Through highly involved partnerships and community engagement, we expect to successfully implement goals and objectives to reduce opioid overdose deaths in Indian Country.

Goals and objectives for this project include:

  • Creating an actionable strategic plan to address the opioid crisis with measurable objectives
  • Implementing CDC’s safer prescribing practices
  • Facilitating the use of Peer Recovery Support Specialists (PRSS) that will be certified for PRSS and receive culturally appropriate opioid prevention strategies
  • Improving the quality of current sources of opioid overdose data, such as the prescription monitoring program
  • Ensuring that tribes and tribal health organizations receive culturally appropriate training on the use of fatal opioid overdose prevention strategies

This supplemental funding opportunity is a three-year ongoing project that will address the opioid overdose crisis impacting Indian Country. The first year of this project is dedicated to strategic planning efforts, followed by implementation in years two and three. In years two and three, we plan to implement CDC’s safer prescribing practices in tribal healthcare settings; facilitate the use of a culturally competent Peer Recovery Support Specialist that will assist in coordination of care and linking people to treatment services; improve the quality and availability of opioid overdose data; and provide culturally appropriate trainings on the use of fatal opioid overdose prevention strategies to tribes and tribal health organizations.

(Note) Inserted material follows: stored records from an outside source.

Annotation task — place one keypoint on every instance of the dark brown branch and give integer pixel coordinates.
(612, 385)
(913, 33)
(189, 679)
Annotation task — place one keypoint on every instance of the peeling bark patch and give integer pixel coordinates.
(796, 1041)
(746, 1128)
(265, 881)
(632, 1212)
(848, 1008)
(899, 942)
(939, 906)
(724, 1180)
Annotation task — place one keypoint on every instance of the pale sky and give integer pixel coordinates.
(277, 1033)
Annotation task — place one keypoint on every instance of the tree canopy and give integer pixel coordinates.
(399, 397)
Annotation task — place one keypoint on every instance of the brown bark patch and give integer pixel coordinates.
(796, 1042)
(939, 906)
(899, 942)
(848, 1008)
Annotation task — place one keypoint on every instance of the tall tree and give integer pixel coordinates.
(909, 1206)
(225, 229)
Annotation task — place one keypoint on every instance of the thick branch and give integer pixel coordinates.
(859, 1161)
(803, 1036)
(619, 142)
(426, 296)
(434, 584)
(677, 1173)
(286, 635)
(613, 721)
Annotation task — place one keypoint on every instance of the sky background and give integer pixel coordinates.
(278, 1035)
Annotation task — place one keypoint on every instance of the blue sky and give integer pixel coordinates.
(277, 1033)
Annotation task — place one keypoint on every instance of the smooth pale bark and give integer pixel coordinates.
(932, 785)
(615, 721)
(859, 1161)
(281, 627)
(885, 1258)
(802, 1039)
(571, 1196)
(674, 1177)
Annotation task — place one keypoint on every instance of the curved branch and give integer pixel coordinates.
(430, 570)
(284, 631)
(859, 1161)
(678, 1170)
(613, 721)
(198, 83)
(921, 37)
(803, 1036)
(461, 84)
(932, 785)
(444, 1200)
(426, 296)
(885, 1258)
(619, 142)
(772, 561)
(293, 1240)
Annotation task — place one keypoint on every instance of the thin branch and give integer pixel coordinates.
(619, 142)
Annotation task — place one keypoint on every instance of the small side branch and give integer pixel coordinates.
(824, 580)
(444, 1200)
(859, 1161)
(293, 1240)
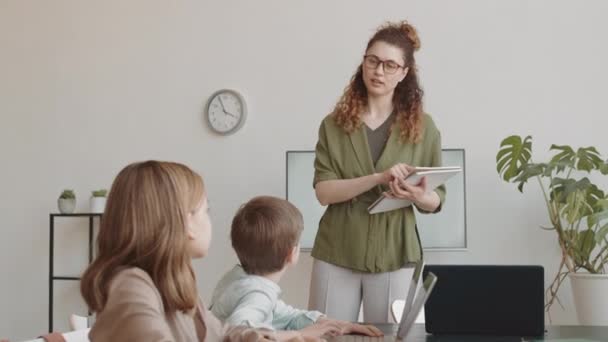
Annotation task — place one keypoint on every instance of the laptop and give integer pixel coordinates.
(486, 299)
(413, 305)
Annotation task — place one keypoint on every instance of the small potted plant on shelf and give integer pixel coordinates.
(578, 214)
(67, 202)
(98, 200)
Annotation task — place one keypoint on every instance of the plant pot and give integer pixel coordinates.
(590, 293)
(98, 204)
(66, 205)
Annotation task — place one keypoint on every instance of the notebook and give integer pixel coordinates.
(486, 299)
(435, 176)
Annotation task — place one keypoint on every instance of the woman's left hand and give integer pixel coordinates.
(362, 329)
(401, 189)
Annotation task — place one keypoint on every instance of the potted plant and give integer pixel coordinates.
(578, 213)
(98, 200)
(66, 202)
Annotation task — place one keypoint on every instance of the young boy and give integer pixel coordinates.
(265, 235)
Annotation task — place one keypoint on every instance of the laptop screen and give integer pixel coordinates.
(486, 299)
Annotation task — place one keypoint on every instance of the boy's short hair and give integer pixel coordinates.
(264, 232)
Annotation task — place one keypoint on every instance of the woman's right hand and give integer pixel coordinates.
(397, 171)
(322, 328)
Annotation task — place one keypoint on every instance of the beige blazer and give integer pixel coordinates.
(134, 312)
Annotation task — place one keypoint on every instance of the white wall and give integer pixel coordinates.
(87, 87)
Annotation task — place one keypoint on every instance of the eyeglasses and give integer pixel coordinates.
(372, 62)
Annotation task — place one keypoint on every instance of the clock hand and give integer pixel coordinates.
(230, 114)
(224, 108)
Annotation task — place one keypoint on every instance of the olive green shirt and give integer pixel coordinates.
(348, 235)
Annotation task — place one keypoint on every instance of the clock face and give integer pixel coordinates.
(226, 111)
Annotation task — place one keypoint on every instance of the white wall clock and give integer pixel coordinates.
(226, 111)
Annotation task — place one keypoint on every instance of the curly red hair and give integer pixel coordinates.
(407, 98)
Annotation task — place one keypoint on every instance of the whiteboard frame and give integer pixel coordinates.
(426, 249)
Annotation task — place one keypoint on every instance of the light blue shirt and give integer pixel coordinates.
(244, 299)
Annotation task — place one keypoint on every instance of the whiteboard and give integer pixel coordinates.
(442, 231)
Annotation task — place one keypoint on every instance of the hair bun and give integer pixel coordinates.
(411, 34)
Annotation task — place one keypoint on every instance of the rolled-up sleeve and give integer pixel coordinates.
(324, 166)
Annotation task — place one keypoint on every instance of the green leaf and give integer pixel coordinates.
(597, 218)
(561, 188)
(513, 155)
(565, 158)
(586, 243)
(588, 159)
(528, 171)
(580, 245)
(604, 168)
(601, 234)
(595, 196)
(574, 208)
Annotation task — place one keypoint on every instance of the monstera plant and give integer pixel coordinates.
(577, 208)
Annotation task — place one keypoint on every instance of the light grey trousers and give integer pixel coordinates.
(339, 292)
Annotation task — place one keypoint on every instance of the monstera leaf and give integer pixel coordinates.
(580, 245)
(564, 158)
(513, 156)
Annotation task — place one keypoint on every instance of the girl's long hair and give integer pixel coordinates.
(144, 226)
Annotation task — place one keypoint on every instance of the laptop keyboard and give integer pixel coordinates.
(361, 338)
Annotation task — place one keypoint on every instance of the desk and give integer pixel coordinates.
(560, 333)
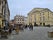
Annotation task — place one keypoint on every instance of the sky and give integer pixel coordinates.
(23, 7)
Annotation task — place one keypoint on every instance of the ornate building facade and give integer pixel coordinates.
(40, 16)
(4, 12)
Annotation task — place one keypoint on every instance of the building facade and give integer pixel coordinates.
(4, 12)
(40, 16)
(19, 20)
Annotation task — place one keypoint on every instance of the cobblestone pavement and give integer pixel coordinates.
(38, 33)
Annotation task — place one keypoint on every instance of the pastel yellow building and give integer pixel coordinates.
(40, 16)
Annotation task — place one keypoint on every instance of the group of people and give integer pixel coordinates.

In the state of Oklahoma between 2014 and 2016, the age-adjusted rate for opioid overdose death among AI/ANs is 23.8 compared to 21.2 for their white counterparts. This does not include the 749 Native Americans, between 2004 and 2015, who were hospitalized for opioid-related causes. Our efforts will focus on those who are at risk of opioid overdose deaths or live in at-risk communities.

The SPTHB OKTEC serves the 44 tribes across Oklahoma, Kansas, and Texas. We were awarded supplemental funding in the amount of $1 million to address the opioid overdose crisis in our tribal communities. This is an amazing accomplishment for our area and organization as the opioid crisis has gravely affected our tribal communities.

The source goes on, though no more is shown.